Death on the roads! Nightmare coach crash! Take double decker coaches out of service! Britain has been in the grip of coach crash paranoia over the last two days after a nasty accident on the M4 close to Heathrow [BBC]. Suggestions in the newspapers have ranged from compulsory seatbelts (sensible) through to the idea to fit black box flight recorders to buses (mad – have these people never heard of the tachograph?)
Yet let’s put this in perspective. While any road death is a tragedy, and my sympathy is with the victims, 2 people have died in this accident. Few in comparison to the 3201 people that died on UK roads in 2005 [National Statistics]. Bus and coach travel is really safe by any comparison, and to over-report a relatively minor incident like this has the same impact as the over-reporting of rail accidents – creating the implication that a means of travel is more dangerous than is actually the case.
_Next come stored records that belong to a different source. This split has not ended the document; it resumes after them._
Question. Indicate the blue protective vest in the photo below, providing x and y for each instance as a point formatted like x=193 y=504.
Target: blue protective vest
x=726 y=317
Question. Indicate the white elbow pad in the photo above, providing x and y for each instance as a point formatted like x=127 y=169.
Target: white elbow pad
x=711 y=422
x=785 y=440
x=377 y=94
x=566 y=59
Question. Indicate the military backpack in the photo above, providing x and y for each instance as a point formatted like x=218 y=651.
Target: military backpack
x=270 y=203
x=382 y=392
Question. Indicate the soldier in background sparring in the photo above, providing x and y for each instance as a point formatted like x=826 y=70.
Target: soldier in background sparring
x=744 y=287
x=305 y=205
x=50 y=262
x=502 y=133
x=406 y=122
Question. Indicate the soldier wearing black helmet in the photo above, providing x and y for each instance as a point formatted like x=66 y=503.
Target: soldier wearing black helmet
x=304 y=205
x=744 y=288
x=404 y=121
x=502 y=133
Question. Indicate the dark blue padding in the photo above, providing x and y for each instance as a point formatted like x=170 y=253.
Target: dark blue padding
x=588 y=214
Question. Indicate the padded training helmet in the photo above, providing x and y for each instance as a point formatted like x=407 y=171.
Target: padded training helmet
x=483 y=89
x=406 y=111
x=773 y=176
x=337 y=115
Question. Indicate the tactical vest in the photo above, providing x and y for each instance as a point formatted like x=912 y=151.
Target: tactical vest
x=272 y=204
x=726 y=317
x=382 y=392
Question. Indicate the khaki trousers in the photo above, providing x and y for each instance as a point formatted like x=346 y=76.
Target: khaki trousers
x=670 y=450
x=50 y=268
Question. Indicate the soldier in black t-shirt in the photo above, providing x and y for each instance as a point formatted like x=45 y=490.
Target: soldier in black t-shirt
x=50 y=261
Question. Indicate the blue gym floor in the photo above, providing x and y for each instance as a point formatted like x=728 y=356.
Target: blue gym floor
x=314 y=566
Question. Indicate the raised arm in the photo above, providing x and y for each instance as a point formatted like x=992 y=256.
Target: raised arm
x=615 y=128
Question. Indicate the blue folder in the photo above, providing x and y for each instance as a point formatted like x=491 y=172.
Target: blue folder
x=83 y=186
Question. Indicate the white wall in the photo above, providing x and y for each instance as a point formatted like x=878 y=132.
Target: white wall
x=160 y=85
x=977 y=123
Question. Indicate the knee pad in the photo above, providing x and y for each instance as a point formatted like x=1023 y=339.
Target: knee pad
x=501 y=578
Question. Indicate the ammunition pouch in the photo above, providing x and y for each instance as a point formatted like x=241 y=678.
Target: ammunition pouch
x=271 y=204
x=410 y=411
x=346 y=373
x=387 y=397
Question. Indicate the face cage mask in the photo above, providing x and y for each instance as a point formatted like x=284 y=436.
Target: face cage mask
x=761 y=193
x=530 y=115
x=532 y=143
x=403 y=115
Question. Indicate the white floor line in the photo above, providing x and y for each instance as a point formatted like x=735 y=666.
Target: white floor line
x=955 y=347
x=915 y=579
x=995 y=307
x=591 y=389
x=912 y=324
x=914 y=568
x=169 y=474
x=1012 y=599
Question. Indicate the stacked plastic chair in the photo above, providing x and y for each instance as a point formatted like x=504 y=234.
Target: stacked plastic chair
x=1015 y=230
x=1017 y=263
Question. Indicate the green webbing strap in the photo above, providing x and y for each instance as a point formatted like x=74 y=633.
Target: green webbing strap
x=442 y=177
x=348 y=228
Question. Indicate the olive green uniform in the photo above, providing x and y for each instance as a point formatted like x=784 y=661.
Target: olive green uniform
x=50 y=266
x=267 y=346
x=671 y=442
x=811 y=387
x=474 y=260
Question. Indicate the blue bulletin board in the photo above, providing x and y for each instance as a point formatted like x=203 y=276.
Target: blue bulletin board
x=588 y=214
So everyone, please get a grip. Coach travel is really adequately safe. You are far more likely to die when you walk across the street tomorrow on the way to the coach station to take a coach journey somewhere than you are to come to a nasty end in the coach itself. So let’s all just be a bit more sensible about this.
Apologies that this is not a new thought, but the response to this accident is just one example of the broader issue of (largely but not entirely media-driven) exaggerated over-response to real but really not very extensive problems. The UK public debate is very good at this kind of over-response – the 1991 Dangerous Dogs Act is perhaps the classic example, but the severe over-regulation of school trips as a result of an extremely small number of problems is also one that has got some publicity recently.
We have a totally distorted approach to the issue of risk in public policy.